If you thought you'd seen everything body horror had to offer, Michael Shanks just entered the chat with Together, a movie so grotesquely brilliant it had the Sundance midnight crowd screaming "Oh shit!" every five minutes. This isn't just horror – it's relationship therapy by way of Cronenberg, starring real-life couple Dave Franco and Alison Brie in roles that required them to literally fuse together.
The premise sounds deceptively simple: Tim and Millie move to the countryside to save their relationship. But when they encounter a supernatural force that begins physically merging them, codependency becomes horrifyingly literal. What follows is 90 minutes of the most ingeniously disturbing practical effects work since The Thing, all in service of a surprisingly profound meditation on toxic love.
Franco and Brie's real-life chemistry makes this work on levels it shouldn't. They're playing a couple who love each other but probably shouldn't be together – or maybe they should be literally together? The film refuses to judge, instead presenting both sides of its twisted argument: Is healthy separation necessary for love, or is complete surrender to another person the ultimate freedom?

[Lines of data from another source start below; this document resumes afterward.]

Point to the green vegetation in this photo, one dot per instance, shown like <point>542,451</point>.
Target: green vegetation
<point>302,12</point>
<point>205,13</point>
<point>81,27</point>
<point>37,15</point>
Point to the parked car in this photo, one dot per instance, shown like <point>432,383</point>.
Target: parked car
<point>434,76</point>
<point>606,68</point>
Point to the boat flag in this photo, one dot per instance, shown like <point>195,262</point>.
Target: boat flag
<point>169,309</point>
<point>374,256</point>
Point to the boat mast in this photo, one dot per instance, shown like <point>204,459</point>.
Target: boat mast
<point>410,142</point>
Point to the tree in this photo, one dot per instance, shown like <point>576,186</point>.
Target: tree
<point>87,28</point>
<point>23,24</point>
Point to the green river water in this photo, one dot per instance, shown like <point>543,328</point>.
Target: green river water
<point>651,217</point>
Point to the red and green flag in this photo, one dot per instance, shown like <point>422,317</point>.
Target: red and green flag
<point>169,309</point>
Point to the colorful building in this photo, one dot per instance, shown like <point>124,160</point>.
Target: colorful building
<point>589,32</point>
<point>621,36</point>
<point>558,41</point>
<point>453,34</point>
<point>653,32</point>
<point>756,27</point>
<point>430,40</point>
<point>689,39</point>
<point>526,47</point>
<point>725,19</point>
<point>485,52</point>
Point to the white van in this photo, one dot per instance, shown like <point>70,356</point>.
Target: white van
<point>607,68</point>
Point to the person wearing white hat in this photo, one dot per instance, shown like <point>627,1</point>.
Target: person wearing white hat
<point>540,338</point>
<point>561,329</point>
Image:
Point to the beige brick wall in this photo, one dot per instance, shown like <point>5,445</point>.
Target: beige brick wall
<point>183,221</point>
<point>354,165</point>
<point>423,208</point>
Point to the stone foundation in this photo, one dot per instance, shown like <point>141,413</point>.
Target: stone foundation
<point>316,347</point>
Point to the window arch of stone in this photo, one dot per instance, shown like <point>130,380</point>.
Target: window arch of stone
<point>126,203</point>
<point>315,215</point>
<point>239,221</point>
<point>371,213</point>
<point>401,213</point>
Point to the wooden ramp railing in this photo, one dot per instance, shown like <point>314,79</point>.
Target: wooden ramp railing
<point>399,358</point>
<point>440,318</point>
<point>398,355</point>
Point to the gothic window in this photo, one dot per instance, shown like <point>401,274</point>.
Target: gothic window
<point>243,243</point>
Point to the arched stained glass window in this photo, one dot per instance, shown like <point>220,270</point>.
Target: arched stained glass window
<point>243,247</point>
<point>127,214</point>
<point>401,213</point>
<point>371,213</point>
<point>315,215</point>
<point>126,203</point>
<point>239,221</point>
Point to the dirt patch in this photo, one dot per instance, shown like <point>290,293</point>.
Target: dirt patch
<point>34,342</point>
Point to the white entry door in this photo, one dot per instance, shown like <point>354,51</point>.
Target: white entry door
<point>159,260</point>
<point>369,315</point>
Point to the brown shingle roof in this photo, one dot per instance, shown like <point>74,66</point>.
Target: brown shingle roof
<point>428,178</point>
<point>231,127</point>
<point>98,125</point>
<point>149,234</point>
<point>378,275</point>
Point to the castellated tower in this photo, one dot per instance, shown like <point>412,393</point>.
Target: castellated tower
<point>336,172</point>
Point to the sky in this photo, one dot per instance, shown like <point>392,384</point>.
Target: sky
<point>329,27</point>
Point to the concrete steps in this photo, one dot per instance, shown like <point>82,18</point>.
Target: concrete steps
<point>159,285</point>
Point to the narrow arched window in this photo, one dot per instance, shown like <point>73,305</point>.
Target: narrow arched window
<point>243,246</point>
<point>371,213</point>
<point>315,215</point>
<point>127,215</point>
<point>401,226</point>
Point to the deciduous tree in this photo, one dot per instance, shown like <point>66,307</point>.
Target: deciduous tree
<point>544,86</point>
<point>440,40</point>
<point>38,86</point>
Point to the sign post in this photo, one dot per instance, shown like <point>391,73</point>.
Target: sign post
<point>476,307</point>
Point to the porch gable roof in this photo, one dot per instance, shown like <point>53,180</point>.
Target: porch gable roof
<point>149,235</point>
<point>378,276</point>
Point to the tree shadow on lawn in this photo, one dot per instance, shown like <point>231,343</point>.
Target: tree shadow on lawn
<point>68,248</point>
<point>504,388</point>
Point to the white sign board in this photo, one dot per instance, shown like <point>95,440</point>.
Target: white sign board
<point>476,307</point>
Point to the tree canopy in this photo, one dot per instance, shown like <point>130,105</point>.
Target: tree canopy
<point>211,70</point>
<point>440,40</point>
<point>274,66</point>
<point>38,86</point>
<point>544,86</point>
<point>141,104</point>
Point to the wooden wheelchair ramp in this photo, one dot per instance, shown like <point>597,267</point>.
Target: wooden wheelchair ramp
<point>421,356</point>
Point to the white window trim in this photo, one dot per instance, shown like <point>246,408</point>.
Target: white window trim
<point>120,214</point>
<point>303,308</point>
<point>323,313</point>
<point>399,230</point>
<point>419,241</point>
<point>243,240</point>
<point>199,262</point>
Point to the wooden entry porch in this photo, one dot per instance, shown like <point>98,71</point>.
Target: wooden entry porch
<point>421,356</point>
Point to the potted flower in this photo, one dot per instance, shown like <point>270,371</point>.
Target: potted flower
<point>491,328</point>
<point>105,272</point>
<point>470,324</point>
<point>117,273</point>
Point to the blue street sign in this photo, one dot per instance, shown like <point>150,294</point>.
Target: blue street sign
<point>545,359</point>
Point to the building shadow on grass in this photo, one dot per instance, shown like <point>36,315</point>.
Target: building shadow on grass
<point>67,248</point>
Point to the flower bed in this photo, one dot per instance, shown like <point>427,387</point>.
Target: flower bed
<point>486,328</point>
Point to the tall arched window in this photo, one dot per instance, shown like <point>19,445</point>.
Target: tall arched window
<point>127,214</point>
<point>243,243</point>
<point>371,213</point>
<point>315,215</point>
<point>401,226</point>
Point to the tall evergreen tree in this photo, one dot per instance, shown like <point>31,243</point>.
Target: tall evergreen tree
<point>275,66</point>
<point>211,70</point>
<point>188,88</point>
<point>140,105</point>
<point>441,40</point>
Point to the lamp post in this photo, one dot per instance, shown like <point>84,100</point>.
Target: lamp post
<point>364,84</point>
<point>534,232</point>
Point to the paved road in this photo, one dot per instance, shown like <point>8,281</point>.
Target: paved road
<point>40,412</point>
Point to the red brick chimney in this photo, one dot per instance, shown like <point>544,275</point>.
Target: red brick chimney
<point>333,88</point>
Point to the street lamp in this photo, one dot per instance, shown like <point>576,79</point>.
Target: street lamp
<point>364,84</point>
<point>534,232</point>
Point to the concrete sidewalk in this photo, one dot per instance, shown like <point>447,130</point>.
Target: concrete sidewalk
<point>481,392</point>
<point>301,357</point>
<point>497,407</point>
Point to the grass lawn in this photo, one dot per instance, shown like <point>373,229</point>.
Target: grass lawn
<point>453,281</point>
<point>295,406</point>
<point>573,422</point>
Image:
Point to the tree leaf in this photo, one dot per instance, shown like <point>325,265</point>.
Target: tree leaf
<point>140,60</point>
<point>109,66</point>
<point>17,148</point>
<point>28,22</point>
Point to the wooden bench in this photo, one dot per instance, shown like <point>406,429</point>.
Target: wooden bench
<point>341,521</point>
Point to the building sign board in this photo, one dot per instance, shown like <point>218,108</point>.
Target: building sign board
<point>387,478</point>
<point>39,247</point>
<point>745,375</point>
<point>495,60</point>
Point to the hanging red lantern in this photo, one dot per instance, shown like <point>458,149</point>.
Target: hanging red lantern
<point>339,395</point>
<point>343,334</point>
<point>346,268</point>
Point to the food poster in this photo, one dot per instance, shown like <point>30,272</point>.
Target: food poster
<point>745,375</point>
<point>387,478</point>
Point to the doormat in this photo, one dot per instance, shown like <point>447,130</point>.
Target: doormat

Shanks' debut is confident as hell, knowing exactly when to break tension with dark humor and when to go for the jugular with genuinely upsetting body horror. There's a sex scene here that will haunt your dreams – let's just say "pulling out" has never been more terrifying. The practical effects by Larry Van Duynhoven, combined with Framestore's CGI, create images that are beautiful and repulsive in equal measure.
Neon snatched this up for $17 million in a bidding war, and they know exactly what they have – the most original horror film in years. Together takes the metaphor of relationships and makes it flesh, asking whether the boundaries between bodies are what keep us apart or what keep us safe. The answer is messier than you'd think.